Yo ciudadano
La cartografía del desastre 2
Gustavo Martínez Castellanos
Un joven deja su pueblo, llega a
Acapulco. Como no sabe trabajar en ninguna de las ramas de producción local
ofrece su fuerza de trabajo no calificada y mira que lo que gana no es suficiente
para alcanzar un buen nivel de vida. Un día pide permiso para lavar camiones
urbanos, se le concede porque no pide ni sueldo ni prestaciones. Luego asciende
a “chalán”; se hace amigo del chofer sirviéndole en todo y así consigue que le
enseñe a manejar el camión. Más tarde lo cubre y, finalmente, cuando el dueño
del vehículo tiene problemas con otro chofer lo pone al cargo. No ha conseguido
el nivel de vida esperado pero ahora domina un vehículo de tres toneladas cuyo
motor le permite acelerar en las rectas del entramado vial de Acapulco y
apartar a todo mundo aventándole la unidad. Un día atropella a alguien, lo
sabe: si lo deja vivo, tiene que pagar de por vida; si no, sólo una vez. Elige
esta opción. Misteriosamente, a pesar de que todo señala su responsabilidad, el
ministerio público no lo encuentra culpable ni lo detiene, ni a él ni al camión
que manejaba. Seguramente cualquiera de nosotros se ha topado con él alguna
vez.
Esta historia se repite en otros
niveles y rubros: con la misma impunidad alguien pone un puesto de dvd’s o cd´s
en la banqueta; o extiende su restaurante hacia el mar; o pone a indígenas a
vender artesanías, quesadilla, mariscos, plumas, bronceador; o a dar masaje y
no hay autoridad que rescate esos espacios porque con el tiempo han “generado
derechos”
Empero, el problema no son esas
personas que buscan cómo ganarse la vida, sino quienes no vigilan que ese
derecho no lastime los intereses del resto de la ciudad y permiten que operen
con toda impunidad porque de cada líder de cada grupo, reciben una “tajada”.
Como por cada policía, los altos
mandos reciben también las suyas.
Esta línea de corrupción funciona en
ambos sentidos y es inmensa.

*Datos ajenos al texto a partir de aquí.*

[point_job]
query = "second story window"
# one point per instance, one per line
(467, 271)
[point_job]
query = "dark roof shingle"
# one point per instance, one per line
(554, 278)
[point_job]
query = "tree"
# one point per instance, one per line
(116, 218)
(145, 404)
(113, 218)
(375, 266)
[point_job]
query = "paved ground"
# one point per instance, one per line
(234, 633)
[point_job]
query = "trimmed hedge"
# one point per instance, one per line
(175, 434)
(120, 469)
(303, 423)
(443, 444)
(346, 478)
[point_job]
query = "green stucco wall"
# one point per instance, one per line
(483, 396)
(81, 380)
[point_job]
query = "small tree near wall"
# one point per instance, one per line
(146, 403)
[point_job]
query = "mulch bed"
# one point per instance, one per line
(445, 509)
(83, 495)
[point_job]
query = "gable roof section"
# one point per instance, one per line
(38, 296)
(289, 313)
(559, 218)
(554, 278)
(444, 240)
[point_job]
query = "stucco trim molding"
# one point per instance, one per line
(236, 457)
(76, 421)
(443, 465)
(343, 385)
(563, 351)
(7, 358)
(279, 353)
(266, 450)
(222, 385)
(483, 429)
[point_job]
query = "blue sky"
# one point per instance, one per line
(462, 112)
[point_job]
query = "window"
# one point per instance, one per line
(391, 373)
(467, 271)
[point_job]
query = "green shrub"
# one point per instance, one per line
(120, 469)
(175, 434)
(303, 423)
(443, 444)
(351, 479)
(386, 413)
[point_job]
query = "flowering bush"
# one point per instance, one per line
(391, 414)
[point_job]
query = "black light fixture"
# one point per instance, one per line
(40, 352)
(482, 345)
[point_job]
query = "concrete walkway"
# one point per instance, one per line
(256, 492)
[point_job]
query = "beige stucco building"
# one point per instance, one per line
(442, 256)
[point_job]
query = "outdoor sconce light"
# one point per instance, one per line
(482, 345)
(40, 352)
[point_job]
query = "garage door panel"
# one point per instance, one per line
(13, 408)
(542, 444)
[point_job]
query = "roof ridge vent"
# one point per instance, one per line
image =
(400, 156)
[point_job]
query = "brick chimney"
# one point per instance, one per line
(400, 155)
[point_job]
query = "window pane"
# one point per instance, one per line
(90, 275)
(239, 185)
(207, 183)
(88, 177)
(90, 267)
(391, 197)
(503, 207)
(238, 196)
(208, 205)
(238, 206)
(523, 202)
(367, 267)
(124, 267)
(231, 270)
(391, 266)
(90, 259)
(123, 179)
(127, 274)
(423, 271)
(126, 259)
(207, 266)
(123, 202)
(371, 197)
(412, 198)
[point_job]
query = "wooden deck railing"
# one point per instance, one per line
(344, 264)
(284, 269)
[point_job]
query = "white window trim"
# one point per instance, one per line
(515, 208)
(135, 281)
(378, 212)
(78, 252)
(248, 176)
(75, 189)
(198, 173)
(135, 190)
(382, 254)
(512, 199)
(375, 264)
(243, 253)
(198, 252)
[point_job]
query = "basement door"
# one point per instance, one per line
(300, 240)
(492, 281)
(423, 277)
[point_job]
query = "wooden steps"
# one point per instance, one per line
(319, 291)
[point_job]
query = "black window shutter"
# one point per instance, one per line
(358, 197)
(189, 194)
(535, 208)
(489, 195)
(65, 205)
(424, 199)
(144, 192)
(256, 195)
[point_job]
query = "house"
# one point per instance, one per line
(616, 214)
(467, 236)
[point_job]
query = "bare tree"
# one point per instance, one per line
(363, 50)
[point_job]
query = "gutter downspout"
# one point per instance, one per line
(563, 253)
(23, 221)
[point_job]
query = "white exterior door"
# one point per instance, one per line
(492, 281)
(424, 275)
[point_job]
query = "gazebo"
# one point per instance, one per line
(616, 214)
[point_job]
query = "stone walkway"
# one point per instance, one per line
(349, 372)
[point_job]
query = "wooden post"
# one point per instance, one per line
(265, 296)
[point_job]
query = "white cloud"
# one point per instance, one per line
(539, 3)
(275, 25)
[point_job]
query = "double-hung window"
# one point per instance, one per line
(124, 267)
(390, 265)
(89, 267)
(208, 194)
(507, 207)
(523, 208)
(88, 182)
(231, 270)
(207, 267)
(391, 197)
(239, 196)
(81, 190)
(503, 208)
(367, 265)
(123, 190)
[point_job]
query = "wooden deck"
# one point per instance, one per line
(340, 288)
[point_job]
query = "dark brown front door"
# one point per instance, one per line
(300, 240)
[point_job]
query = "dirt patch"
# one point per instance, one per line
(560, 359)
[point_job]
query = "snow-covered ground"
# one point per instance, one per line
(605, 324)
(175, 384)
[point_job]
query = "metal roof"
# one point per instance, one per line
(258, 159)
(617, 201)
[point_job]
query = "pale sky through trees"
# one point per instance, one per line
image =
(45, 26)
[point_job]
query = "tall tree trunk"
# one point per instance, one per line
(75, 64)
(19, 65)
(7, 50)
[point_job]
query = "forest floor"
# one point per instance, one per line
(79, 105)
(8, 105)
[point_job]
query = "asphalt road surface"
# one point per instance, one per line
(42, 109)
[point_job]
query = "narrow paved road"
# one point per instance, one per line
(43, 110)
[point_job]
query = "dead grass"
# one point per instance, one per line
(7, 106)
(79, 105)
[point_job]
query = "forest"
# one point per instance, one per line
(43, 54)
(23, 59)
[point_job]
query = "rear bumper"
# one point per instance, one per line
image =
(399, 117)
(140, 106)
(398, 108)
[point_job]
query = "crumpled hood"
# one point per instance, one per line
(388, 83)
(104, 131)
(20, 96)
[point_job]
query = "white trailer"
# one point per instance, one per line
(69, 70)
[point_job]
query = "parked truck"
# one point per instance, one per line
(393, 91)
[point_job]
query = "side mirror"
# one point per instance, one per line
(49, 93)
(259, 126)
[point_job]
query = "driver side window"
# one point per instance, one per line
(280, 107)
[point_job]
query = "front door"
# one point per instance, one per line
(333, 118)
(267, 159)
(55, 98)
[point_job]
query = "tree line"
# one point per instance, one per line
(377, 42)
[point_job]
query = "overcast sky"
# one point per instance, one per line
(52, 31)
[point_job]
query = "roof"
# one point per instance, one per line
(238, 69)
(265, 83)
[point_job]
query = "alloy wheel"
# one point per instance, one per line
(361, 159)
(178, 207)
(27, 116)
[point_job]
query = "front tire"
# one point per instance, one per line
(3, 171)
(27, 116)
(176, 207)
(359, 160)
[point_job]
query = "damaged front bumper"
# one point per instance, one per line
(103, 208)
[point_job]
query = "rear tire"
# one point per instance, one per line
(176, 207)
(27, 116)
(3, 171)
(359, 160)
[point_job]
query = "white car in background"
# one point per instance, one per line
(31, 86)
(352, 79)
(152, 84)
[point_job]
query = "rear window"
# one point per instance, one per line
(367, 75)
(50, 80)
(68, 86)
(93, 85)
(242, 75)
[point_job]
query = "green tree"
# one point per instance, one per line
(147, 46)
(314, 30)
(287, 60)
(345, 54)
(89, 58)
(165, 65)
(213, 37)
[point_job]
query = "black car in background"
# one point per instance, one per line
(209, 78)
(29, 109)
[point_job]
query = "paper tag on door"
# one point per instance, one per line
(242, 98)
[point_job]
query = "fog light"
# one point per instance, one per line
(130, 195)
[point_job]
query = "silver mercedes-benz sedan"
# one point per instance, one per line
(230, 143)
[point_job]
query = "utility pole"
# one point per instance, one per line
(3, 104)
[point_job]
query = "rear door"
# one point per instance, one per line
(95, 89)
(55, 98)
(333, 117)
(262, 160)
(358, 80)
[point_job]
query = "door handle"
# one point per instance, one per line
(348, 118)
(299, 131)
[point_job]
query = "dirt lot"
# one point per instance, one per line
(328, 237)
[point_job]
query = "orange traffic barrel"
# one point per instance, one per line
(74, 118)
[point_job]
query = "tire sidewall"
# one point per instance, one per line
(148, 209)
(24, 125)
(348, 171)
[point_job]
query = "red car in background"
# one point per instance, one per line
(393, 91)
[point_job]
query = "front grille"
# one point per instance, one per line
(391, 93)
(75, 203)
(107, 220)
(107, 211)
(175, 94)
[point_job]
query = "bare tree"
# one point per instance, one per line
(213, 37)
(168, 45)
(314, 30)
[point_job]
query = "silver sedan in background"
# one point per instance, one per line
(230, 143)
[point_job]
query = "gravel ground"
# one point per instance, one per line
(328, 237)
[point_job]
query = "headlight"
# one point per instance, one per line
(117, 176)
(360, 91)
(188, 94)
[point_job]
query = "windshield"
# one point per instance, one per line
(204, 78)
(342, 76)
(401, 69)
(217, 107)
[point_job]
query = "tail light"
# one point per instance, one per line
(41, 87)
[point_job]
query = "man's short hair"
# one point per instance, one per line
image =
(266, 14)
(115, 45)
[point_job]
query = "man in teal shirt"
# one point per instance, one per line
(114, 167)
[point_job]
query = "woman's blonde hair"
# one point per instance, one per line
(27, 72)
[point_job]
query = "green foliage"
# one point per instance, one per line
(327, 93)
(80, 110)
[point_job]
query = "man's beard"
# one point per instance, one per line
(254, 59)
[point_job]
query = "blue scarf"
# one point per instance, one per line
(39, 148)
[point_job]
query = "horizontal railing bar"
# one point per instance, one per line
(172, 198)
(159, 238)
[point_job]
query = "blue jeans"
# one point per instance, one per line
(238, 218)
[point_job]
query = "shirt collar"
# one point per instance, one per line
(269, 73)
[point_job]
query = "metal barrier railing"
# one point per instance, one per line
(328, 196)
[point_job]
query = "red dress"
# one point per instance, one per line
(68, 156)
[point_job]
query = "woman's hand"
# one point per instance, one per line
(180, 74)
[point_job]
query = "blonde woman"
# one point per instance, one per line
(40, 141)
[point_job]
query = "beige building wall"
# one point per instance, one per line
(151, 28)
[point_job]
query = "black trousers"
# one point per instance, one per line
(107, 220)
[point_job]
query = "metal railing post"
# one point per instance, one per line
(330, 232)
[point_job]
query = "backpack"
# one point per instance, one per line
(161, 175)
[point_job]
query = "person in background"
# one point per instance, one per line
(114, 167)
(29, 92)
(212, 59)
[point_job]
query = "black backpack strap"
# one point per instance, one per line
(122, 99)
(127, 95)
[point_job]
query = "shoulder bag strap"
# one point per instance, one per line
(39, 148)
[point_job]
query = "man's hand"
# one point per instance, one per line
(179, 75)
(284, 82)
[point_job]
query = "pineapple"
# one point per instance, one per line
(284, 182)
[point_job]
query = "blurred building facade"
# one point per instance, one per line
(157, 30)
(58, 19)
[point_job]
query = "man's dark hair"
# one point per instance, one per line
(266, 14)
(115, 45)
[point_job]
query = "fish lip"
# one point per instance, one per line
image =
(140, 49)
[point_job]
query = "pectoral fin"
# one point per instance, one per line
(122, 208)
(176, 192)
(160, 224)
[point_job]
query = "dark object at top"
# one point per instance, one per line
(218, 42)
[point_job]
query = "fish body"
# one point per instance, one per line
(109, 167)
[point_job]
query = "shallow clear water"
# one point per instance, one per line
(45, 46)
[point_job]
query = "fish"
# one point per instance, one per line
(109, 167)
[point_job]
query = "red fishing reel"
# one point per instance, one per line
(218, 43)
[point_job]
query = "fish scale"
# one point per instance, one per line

Y ocupa casi todo el espectro productivo de la
ciudad: desde talleres de cualquier actividad y tiendas que arrojan sus
desechos al drenaje o cantinas que expiden alcohol adulterado y contratan
menores de edad, hasta escuelas “patito” que “gradúan” ipso facto a quien sea.
La corrupción es el lubricante que
mueve una ciudad a la que viene todo mundo a hacer dinero. Tanto los
depauperados como el gran empresario que promete invertir pero que a través de
“padrinos” y amigos en el poder consigue todo sin dar nada a cambio.
El problema, sin embargo, es mayor:
nuestros recursos naturales, la ecología, la belleza, la limpieza, cada vez son
menos; los servicios escasean y la población en etapa altamente productiva ya
está buscando una plaza de maestro, una banqueta o un metro de playa en donde
poner un puesto de lo que sea. Dinero fácil.
En el debate de los candidatos a
gobernar Acapulco ninguno expuso el ingente problema que ya es la ciudad y sólo
prefiguraron entre acusaciones mutuas el tremendo entorno que anticipa al
desastre y de paso –para ganar adeptos- la idea de que tienen todas las
soluciones en el bolsillo. Con ello sólo ocultan que el problema no está en la
gente sino en el modelo económico nacional, generador de pobres y de carne de
elecciones.
Uncido a una economía que aún
funciona acorde a los tiempos políticos de nuestro centralismo, Acapulco, como
puerto turístico, tiene un pie en el abismo. Como ciudad, tiene muchas
soluciones, pero falta que quienes lo gobiernan quieran en realidad rescatarlo.
Una forma sería ampliar sus miras y
abrirse al diálogo. Sólo para empezar.